Inter-observer reliability on pre/post test results for the task specific checklist (0.78); global rating scales (0.87) and pass/fail grade (1.0) were high.
Surgical education has changed over the last two decades. As early as the 1970’s, surgeons had developed task specific checklists in order to evaluate operative skills10. With the work hour restrictions, emphasis from the ACGME to implement standardized teaching for surgical skills, and a move toward more competency-based surgical education, simulation learning is a necessary tool in resident education. Recent literature in regard to obstetric and gynecologic surgical simulation training would support its efficacy11,12,13. Also, given the likelihood that the number of procedures that require diagnostic cystourethroscopy to ensure ureteral/bladder integrity will increase, we felt an educational program to teach this skill was necessary.
There are a number of strengths to our study including those associated with the use of a model versus observation of real time surgery. Our model is inexpensive. This is in contrast to a similar study used to evaluate diagnostic cystourethroscopy skills among residents where the costs associated with the model neared $4,00014. We had no operating room time costs.
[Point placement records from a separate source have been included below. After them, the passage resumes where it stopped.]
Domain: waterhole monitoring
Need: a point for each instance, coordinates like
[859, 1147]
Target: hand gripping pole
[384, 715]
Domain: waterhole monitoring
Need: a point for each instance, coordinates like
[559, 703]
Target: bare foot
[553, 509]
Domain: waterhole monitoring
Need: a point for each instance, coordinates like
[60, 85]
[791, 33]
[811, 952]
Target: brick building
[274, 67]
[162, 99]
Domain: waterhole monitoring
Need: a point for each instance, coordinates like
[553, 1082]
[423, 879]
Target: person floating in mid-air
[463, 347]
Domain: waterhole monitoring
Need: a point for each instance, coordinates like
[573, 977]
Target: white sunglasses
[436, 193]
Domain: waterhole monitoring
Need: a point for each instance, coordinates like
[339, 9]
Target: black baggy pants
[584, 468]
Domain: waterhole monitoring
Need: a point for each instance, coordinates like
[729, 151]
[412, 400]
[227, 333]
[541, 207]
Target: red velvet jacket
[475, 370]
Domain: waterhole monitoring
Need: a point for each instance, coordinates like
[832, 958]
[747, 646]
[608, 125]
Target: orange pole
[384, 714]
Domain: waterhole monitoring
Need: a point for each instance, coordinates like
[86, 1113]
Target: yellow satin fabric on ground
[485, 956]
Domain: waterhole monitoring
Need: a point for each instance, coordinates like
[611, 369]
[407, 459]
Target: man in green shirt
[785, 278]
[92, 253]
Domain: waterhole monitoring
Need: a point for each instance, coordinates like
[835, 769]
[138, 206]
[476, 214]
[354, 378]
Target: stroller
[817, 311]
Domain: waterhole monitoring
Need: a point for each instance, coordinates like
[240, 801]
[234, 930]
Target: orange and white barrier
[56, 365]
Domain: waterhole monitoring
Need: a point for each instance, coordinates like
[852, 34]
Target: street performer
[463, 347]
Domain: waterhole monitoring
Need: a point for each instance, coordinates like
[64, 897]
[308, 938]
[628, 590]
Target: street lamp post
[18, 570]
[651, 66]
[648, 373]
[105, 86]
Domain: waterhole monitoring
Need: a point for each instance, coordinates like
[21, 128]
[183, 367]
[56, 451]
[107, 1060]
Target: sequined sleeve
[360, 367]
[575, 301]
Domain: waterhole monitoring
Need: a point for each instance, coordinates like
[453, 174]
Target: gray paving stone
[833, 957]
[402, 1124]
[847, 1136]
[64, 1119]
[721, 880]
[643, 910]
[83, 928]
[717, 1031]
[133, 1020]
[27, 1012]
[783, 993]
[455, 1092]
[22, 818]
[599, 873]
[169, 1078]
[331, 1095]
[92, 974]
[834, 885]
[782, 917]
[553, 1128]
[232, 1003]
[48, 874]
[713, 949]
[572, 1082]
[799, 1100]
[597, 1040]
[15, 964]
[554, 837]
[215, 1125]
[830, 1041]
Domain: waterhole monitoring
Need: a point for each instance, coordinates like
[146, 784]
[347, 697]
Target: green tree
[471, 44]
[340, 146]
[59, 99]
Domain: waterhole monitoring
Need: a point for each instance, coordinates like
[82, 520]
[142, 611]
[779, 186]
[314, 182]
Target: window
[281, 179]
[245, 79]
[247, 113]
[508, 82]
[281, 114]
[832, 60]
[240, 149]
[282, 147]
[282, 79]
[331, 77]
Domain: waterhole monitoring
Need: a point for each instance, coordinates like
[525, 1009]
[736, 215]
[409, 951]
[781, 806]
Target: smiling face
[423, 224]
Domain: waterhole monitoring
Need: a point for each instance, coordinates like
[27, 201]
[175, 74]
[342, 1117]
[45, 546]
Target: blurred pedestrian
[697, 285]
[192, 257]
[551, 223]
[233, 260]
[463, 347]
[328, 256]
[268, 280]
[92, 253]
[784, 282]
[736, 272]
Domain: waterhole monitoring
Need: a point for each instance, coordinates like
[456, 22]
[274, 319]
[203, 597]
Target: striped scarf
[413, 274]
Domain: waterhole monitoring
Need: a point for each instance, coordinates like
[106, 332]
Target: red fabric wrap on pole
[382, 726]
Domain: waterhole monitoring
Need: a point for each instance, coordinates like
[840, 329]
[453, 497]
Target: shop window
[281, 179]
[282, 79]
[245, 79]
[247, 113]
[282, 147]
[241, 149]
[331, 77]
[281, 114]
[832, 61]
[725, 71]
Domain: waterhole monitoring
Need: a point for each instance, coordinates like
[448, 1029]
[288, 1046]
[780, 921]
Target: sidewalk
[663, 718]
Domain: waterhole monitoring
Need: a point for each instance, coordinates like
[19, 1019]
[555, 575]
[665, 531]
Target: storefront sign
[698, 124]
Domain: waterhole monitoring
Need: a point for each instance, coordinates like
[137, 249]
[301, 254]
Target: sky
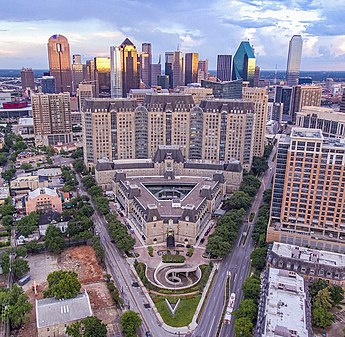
[209, 27]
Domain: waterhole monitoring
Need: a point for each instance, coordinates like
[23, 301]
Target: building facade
[60, 62]
[308, 192]
[52, 118]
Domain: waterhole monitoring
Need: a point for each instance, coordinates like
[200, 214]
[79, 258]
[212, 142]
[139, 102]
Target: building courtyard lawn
[184, 313]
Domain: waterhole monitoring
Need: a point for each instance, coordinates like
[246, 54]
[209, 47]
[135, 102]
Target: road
[238, 263]
[134, 298]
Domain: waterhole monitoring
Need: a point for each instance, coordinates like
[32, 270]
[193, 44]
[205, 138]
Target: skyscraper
[294, 60]
[191, 69]
[60, 62]
[27, 77]
[224, 67]
[244, 63]
[124, 67]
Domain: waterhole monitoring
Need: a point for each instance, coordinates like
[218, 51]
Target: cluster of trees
[88, 327]
[221, 240]
[323, 298]
[101, 202]
[130, 322]
[118, 232]
[15, 305]
[246, 313]
[62, 284]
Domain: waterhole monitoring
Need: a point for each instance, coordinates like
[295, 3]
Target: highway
[238, 263]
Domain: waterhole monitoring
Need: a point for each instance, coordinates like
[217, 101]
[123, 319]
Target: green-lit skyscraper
[244, 63]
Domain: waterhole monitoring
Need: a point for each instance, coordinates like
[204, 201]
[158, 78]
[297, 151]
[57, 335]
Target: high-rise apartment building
[27, 78]
[60, 62]
[221, 130]
[202, 70]
[308, 201]
[125, 69]
[244, 63]
[77, 72]
[259, 97]
[191, 68]
[294, 60]
[224, 65]
[52, 118]
[304, 95]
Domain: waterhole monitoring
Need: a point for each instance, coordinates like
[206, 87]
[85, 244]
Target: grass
[184, 313]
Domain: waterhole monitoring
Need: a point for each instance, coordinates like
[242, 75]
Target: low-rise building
[53, 316]
[312, 264]
[43, 200]
[284, 309]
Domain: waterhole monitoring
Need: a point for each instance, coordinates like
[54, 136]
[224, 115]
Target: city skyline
[269, 27]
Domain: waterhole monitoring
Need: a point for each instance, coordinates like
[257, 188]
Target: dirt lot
[83, 261]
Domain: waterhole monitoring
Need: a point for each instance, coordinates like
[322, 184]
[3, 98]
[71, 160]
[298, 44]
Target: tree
[243, 327]
[259, 165]
[321, 317]
[247, 308]
[130, 322]
[54, 240]
[62, 284]
[251, 288]
[88, 327]
[258, 258]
We avoided patient safety issues, and the model was standardized; the trainee was able to complete the task without concern for any patient related factor that would require an attending physician to step in and complete the task. Also, the time involved in the interactive session was not prohibitive, an hour for didactics and a couple of hours for practice.
Much like most of the gynecology simulation literature, we did not compare performance on the model in relation to live operating room performance. We cannot say whether superior performance on the bladder model leads to improved technical performance in the operating room. We believe the statistically significant increase observed in the control group in regard to performance on the task specific checklist and the trend toward improved overall performance can be explained by a number of factors; recent attention in the current literature to the importance of diagnostic cystourethroscopy, increase in the number of diagnostic cystourethroscopies performed at our institution during the study period, and involvement in the study itself may have motivated control group participants to better their performance (Hawthorne effect).
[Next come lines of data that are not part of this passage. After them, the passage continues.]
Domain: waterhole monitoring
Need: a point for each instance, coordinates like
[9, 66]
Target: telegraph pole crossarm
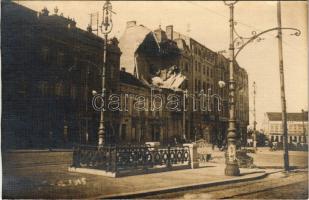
[240, 42]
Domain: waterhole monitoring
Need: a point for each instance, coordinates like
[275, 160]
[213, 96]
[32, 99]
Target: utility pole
[283, 101]
[232, 168]
[254, 115]
[106, 28]
[304, 129]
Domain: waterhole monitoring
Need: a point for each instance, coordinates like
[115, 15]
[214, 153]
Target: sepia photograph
[145, 99]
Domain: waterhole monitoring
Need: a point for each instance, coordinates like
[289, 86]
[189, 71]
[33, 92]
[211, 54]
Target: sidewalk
[46, 175]
[48, 181]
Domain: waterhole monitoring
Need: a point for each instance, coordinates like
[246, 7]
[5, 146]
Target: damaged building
[175, 62]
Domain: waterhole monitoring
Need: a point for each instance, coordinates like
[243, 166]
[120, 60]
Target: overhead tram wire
[241, 23]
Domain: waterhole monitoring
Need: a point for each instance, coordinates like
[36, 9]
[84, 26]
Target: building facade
[202, 69]
[297, 127]
[49, 68]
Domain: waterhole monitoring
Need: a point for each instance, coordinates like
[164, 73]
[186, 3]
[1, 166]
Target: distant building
[297, 127]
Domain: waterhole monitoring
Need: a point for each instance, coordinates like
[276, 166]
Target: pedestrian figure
[50, 137]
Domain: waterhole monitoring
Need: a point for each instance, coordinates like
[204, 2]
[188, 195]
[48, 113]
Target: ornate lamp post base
[232, 169]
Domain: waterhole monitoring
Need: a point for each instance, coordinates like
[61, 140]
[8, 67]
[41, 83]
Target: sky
[207, 22]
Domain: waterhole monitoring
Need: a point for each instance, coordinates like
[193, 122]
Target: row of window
[291, 127]
[277, 138]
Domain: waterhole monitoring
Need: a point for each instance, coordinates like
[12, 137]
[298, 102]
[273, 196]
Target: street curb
[182, 187]
[38, 151]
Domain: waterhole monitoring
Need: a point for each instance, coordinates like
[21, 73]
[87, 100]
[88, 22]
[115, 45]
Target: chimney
[131, 24]
[169, 32]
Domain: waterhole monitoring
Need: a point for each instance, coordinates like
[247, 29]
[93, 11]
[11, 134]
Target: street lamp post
[106, 28]
[232, 168]
[254, 116]
[240, 42]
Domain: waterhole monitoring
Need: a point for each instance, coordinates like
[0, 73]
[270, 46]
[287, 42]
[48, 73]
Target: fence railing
[121, 158]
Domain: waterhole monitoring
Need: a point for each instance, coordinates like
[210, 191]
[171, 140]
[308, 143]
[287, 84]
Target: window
[43, 87]
[60, 58]
[45, 53]
[186, 67]
[59, 89]
[123, 131]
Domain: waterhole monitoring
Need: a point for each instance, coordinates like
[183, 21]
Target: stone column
[193, 154]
Given the resident rotation schedules, participants were not truly randomized. However, we doubt this was a source of bias as the numbers of senior and junior residents in each arm were similar, as evidenced by no statistical differences in scores at baseline testing. Participation was initially strong but waned due to a conflict in the laboratory space which changed the post intervention testing dates. We did not monitor the number of cystoscopes performed by study participants, possibly affecting post intervention scores. Given the low numbers, any significant conclusions proved difficult. Also, the evaluators knew the participants possibly introducing bias into the scores.
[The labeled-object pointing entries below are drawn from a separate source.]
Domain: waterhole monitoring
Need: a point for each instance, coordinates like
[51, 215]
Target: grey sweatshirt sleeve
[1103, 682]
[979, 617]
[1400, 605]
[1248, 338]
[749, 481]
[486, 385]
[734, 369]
We observed those that were randomized to the intervention had statistically significant improvements in all evaluation categories, while the control group only showed an improvement in the task specific checklist. We believe that training using the balloon model and didactics that we have outlined improves the skills necessary for diagnostic cystourethroscopy.
We believe this economical model is useful in training residents in diagnostic cystourethroscopic procedures. A larger sample size is required to show if training improves skill level. We have incorporated this OSATs with bladder model into our residency curriculum.